Originally published on the UNFCCC website (here)
During the Latin American and the Caribbean (LAC) Climate Week in October 2023, a Dialogue took place to promote implementation of the enhanced transparency framework (ETF) in the region. The dialogue provided an overview of international collaboration and support mechanisms available for countries in the region to meet reporting deadlines and requirements.
As COP28 approaches, countries are preparing their first-ever biennial transparency reports (BTRs) under the ETF, which are due latest by the end of 2024. These reports will help track progress of implementation and achievement of the Nationally Determined Contributions (NDCs) submitted by countries and will provide evidence for nations to strengthen their national plans and policies during the next round of NDCs by mid-2025.
Laguna announced Panama’s intention to subitits BTR in the first quarter of 2024 and called on LAC nations to strengthen capacities and knowledge, and reinforce cooperation towards comprehensive implementation of climate action in the region.
Donald Cooper, Transparency Division Director at UN Climate Change underscored the need to have clear data for reporting purposes but, more crucially, to make informed decisions that lead to genuine progress in each country.

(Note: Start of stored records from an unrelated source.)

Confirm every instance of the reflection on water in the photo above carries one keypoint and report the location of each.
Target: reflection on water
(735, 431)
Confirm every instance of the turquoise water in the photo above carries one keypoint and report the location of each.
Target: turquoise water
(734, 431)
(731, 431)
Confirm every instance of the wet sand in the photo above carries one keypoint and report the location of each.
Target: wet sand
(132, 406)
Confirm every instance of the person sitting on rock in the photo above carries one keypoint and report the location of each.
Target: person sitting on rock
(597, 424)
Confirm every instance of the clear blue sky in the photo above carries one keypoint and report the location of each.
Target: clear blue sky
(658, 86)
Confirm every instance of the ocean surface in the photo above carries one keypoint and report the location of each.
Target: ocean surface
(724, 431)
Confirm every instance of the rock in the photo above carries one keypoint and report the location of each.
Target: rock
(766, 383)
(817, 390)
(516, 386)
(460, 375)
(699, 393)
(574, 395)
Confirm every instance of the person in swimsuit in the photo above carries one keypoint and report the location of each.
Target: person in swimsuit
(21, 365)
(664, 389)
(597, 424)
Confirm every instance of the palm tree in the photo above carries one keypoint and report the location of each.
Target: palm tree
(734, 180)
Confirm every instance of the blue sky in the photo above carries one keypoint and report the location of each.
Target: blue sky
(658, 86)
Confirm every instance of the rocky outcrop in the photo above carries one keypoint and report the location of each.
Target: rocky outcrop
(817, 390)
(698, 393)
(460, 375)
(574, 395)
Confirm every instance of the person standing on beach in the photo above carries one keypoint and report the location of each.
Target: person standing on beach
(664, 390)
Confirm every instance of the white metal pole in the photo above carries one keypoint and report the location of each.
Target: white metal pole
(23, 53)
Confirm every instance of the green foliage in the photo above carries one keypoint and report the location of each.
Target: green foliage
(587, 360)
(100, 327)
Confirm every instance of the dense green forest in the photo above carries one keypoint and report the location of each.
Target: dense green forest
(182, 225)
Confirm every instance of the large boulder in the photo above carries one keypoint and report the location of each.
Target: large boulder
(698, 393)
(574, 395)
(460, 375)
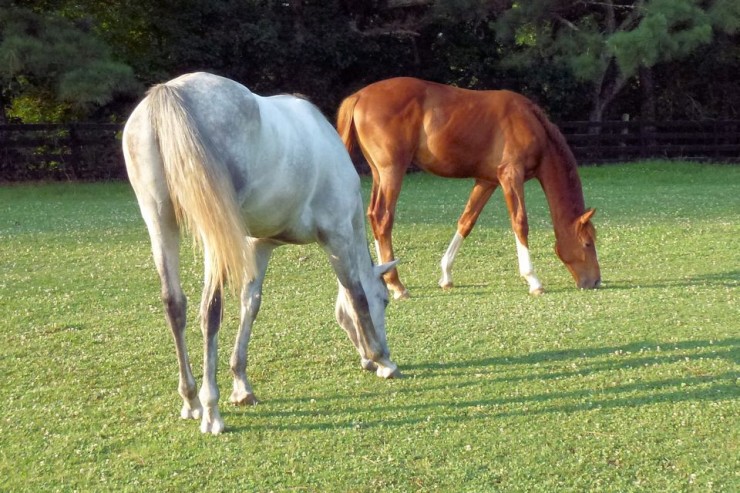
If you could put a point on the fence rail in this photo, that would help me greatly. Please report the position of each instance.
(88, 151)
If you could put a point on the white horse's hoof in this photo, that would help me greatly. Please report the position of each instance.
(368, 365)
(243, 398)
(191, 411)
(401, 295)
(389, 370)
(215, 425)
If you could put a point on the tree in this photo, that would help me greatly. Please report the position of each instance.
(52, 69)
(606, 43)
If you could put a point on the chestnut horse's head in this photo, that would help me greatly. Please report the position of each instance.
(577, 250)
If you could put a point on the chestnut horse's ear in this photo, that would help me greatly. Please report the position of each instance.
(586, 217)
(383, 268)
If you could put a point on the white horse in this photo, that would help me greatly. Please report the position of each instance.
(246, 174)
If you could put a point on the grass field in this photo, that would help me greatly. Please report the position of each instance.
(633, 387)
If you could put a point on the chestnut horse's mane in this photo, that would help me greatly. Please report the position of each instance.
(561, 148)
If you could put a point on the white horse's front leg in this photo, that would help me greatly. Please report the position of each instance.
(448, 259)
(526, 269)
(211, 312)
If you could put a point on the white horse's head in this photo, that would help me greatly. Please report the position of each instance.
(360, 311)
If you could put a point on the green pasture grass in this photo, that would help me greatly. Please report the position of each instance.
(632, 387)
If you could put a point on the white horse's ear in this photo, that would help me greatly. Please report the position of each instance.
(383, 268)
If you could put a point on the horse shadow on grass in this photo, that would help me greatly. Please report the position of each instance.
(730, 279)
(411, 402)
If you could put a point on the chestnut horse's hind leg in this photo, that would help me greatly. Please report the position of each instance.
(251, 299)
(479, 196)
(511, 178)
(381, 213)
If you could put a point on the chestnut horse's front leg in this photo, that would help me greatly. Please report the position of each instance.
(479, 196)
(511, 178)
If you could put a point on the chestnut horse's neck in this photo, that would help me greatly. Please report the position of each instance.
(558, 175)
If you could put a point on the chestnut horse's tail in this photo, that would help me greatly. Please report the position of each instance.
(200, 189)
(346, 122)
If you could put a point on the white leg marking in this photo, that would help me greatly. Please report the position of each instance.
(526, 269)
(448, 259)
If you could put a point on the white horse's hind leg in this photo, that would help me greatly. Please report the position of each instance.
(147, 178)
(210, 312)
(251, 299)
(526, 269)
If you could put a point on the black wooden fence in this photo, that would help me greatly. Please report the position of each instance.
(93, 151)
(628, 141)
(82, 151)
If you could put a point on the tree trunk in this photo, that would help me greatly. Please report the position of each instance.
(647, 110)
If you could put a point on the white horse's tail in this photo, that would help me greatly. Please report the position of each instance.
(201, 190)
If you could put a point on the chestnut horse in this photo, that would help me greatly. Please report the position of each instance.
(494, 137)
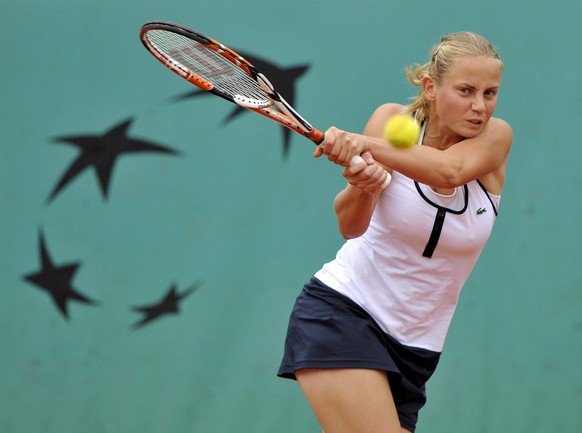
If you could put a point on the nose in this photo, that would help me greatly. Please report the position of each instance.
(478, 104)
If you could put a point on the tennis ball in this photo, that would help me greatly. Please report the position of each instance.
(401, 131)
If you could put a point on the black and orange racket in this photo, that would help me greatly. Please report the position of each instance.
(219, 70)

Cooper encouraged countries to use the ETF as a mechanism to understand their specific needs and realities, highlighting that while the first BTRs might not be perfect, subsequent ones will improve as countries adapt and learn.
“No matter how good your first one is, your second one will be infinitely better because you will have figured out all the ways in which it works for you, and you will continue to get better,” he added.

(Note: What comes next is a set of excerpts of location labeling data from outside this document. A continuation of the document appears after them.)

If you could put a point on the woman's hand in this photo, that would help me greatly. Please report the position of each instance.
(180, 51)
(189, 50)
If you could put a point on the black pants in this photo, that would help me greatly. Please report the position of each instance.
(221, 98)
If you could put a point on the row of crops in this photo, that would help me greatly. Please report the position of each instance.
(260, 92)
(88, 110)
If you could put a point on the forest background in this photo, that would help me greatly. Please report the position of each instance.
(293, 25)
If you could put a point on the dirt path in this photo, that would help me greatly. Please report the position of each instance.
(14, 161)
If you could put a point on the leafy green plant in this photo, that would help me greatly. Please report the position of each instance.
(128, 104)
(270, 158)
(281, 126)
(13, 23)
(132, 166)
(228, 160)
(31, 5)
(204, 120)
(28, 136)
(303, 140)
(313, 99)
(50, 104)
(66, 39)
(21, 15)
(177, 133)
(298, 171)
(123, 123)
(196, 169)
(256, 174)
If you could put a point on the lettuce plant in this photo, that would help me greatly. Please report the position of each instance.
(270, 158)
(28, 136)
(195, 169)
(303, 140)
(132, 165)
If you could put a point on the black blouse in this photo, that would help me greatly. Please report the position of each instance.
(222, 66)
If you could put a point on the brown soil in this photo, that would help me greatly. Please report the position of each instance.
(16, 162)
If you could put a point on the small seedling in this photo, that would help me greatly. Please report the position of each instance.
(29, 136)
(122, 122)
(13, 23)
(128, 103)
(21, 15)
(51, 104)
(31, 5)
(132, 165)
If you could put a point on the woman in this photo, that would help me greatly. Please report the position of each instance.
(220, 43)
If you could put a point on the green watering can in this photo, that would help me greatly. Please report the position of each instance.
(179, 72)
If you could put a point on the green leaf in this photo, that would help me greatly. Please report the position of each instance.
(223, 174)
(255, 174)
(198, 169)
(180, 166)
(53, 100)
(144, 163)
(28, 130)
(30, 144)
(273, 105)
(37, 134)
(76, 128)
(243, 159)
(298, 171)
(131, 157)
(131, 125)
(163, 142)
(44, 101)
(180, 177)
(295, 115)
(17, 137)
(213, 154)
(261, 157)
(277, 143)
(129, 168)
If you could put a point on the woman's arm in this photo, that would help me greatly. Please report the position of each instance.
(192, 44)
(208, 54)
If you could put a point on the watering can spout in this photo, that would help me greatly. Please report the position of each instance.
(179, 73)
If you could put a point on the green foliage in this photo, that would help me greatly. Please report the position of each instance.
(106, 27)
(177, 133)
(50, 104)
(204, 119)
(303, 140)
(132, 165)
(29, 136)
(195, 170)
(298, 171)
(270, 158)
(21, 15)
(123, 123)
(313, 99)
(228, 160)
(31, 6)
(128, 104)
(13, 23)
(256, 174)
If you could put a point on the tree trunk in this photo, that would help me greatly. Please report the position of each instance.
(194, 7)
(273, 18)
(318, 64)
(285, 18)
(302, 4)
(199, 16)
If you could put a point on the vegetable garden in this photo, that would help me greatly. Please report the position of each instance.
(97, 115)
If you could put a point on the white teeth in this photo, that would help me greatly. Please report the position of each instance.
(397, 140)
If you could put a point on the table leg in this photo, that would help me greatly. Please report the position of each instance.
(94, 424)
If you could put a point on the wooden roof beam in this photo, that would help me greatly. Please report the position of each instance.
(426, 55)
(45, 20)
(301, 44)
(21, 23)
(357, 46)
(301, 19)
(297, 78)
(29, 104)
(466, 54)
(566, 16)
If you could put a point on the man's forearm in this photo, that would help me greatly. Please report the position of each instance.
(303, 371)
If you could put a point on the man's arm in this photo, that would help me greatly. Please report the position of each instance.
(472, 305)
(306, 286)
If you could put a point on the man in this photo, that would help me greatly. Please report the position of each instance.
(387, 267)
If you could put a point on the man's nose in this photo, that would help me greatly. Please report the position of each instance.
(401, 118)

Henning Wuester, Director of the Initiative for Climate Action Transparency (ICAT), co-organiser of the dialogue with UN Climate Change, emphasized that transparency is key to advance NDC implementation and to bolster effective policy.
Wuester praised the LAC region for its leadership in tackling climate change and highlighted several countries’ efforts, such as Panama’s work on assessing climate-induced loss and damage, Costa Rica’s systematic tracking of sustainable development impacts, and Colombia’s focus on understanding contributions to climate action at the subnational level.
Driving Low-Emission, Resilient Development
The push for transparency in climate action is seen as a crucial driver for low-emission, resilient development.
Harry Vreuls, Chair of the Subsidiary Body for Scientific and Technological Advice, emphasized that transparency empowers countries to create more sustainable paths through data-driven planning, implementation and monitoring. Ana Graça, UN Resident Coordinator in Panama, highlighted the UN’s readiness to collaborate closely for the ETF to improve reporting, promote multisector partnerships and facilitate collaborations that go beyond national borders.
Regional initiatives such as the Climate Action Transparency Hub for Central America and the Dominican Republic, and the Caribbean Measurement, Review and Verification (MRV) Hub aim to deepen collaboration, improve data management and reporting, and support smaller states in their institutional approaches to climate action.
Better Reporting for Better Action
Government officials from LAC countries stressed the critical role reliable data plays in monitoring climate progress and enabling national reporting.
Joyelle Clarke, Saint Kitts and Nevis’ Vice-Minister for Sustainable Development, Environment and Climate Action highlighted her country’s efforts to align climate resilience with the Sustainable Development Goals, noting challenges such as limited resources and lack of political will. Kenrick Williams, CEO in the Ministry of Sustainable Development, Climate Change and Disaster Risk Management of Belize hailed transparency as a commitment to future generations, showcasing sustainable practices and legislative measures implemented in his country. Moreover, Belize’s Climate Ambassador Carlos Fuller highlighted how the country has used transparency data to inform and adjust national policies and ensure that sectors “do what needs to be done.”
Jenny Mager, Head of the Climate Division at the Chilean Ministry of Environment explained how her country has included climate transparency into national law and stressed the need for sectoral collaboration. Kishan Kumarsingh, Head of Multilateral Environmental Agreements in Trinidad and Tobago noted that the transition from a voluntary to a mandatory MRV system was critical for the equitable enforcement of climate action. And Suriname’s Senior Legal and Policy Advisor Ivette Patterzon emphasized the country’s progress in managing environmental data with the creation of a National Environmental Information Network to support data-driven policies.
Policy and technical discussions showed the efforts being undertaken by countries to implement the ETF, as well as the continued need for capacity-building, financial support and cross-sectoral collaboration to enable countries to meet their ETF obligations and unlock its full potential.